The following items are only relevant for spatially resolved data, e.g. spot transcriptomics or MERFISH:

  • spatial_x_coord, spatial_y_coord, spatial_z_coord [string]

    Spatial coordinates (numeric) of observations. Most commonly, the centre of a segment or of a spot is indicated here. For 2D data, a z-coordinate is not relevant and can be skipped.

The following items are only relevant for V(D)J reconstruction data, e.g. TCR or BCR sequencing in single cells. These meta data items are described in the AIRR project, search the this link for the element in question without the prefixed “vdj_”. These 10 meta data items describe chains (or loci). In accordance with the corresponding scirpy defaults, we allow for up to two loci per cell. In T cells, this correspond to two VJ loci (TRA) and two VDJ loci (TRB). You can set the prefix of the column of each of the four loci below. In total, these 10+4 meta data queries in sfaira describe 4*10 columns in .obs after .load(). Note that for this to work, you need to stick to the naming convention PREFIX_SUFFIX. We recommend that you use scirpy.io functions for reading the VDJ data in your load() to use the default meta data keys suggested by the CLI and to guarantee that this naming convention is obeyed.

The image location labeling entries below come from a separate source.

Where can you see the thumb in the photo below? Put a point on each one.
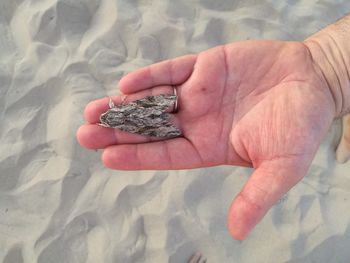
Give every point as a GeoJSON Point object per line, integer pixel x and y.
{"type": "Point", "coordinates": [269, 182]}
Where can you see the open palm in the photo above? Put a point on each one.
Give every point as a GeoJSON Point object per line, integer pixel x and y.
{"type": "Point", "coordinates": [254, 103]}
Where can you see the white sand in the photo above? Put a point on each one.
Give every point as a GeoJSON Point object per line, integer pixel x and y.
{"type": "Point", "coordinates": [58, 203]}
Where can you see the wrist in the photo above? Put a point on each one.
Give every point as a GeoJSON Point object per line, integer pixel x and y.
{"type": "Point", "coordinates": [330, 51]}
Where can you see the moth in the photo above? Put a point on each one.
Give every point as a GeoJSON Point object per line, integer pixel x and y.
{"type": "Point", "coordinates": [147, 116]}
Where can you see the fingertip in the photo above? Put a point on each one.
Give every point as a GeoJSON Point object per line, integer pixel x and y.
{"type": "Point", "coordinates": [82, 136]}
{"type": "Point", "coordinates": [90, 112]}
{"type": "Point", "coordinates": [117, 157]}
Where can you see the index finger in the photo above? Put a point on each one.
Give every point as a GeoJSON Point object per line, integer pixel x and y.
{"type": "Point", "coordinates": [170, 72]}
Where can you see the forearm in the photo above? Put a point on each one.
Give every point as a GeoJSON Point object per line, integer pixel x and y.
{"type": "Point", "coordinates": [330, 49]}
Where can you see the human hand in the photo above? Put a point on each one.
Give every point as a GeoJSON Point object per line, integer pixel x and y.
{"type": "Point", "coordinates": [253, 103]}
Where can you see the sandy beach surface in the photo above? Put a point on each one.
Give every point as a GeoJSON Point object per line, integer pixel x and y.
{"type": "Point", "coordinates": [57, 201]}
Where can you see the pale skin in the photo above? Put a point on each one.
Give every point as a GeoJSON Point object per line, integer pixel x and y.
{"type": "Point", "coordinates": [262, 104]}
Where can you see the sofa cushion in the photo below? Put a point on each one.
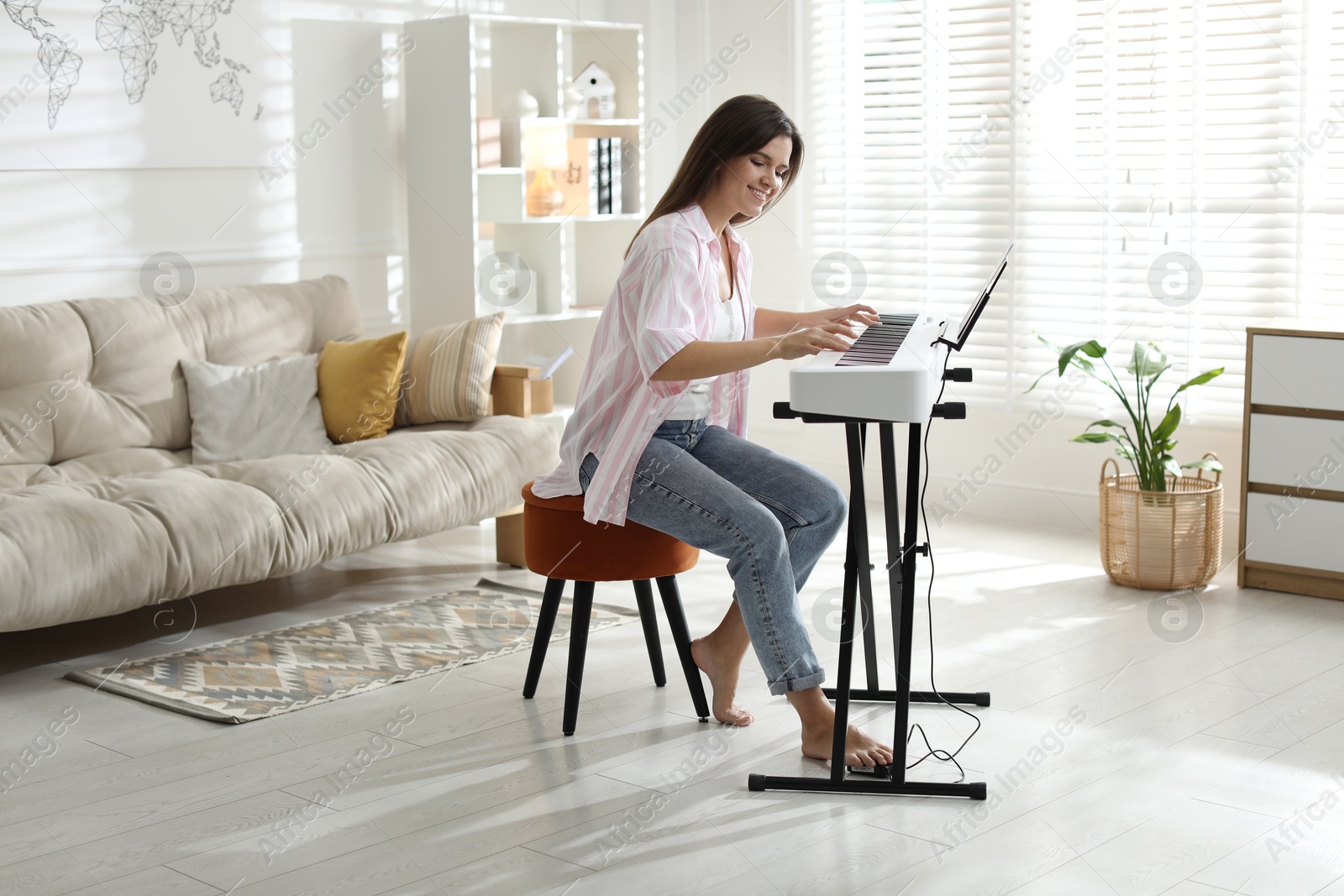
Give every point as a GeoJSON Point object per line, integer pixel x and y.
{"type": "Point", "coordinates": [358, 385]}
{"type": "Point", "coordinates": [449, 371]}
{"type": "Point", "coordinates": [118, 360]}
{"type": "Point", "coordinates": [249, 412]}
{"type": "Point", "coordinates": [85, 550]}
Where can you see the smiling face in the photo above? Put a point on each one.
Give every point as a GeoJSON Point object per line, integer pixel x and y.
{"type": "Point", "coordinates": [749, 181]}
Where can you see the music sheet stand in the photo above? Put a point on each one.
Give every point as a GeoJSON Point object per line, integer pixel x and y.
{"type": "Point", "coordinates": [858, 591]}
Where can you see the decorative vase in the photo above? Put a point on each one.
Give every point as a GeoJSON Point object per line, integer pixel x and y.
{"type": "Point", "coordinates": [1162, 540]}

  • vdj_vj_1_obs_key_prefix

    Prefix of key of columns corresponding to first VJ gene.

  • vdj_vj_2_obs_key_prefix

    Prefix of key of columns corresponding to second VJ gene.

  • vdj_vdj_1_obs_key_prefix

    Prefix of key of columns corresponding to first VDJ gene.

  • vdj_vdj_2_obs_key_prefix

    Prefix of key of columns corresponding to second VDJ gene.

  • vdj_c_call_obs_key_suffix

    Suffix of key of columns corresponding to C gene.

  • vdj_consensus_count_obs_key_suffix

    Suffix of key of columns corresponding to number of reads contributing to consensus.

  • vdj_d_call_obs_key_suffix

    Suffix of key of columns corresponding to D gene.

  • vdj_duplicate_count_obs_key_suffix

    Suffix of key of columns corresponding to number of duplicate UMIs.

  • vdj_j_call_obs_key_suffix

    Suffix of key of columns corresponding to J gene.

  • vdj_junction_obs_key_suffix

    Suffix of key of columns corresponding to junction nt sequence.

  • vdj_junction_aa_obs_key_suffix

    Suffix of key of columns corresponding to junction aa sequence.

  • vdj_locus_obs_key_suffix

    Suffix of key of columns corresponding to gene locus, i.e IGH, IGK, or IGL for BCR data and TRA, TRB, TRD, or TRG for TCR data.

  • vdj_productive_obs_key_suffix

    Suffix of key of columns corresponding to locus productivity: whether the V(D)J gene is productive.

  • vdj_v_call_obs_key_suffix

    Suffix of key of columns corresponding to V gene.

Meta

These meta data contain information about the curation process and schema:

  • version: [string]

    Version identifier of meta data scheme.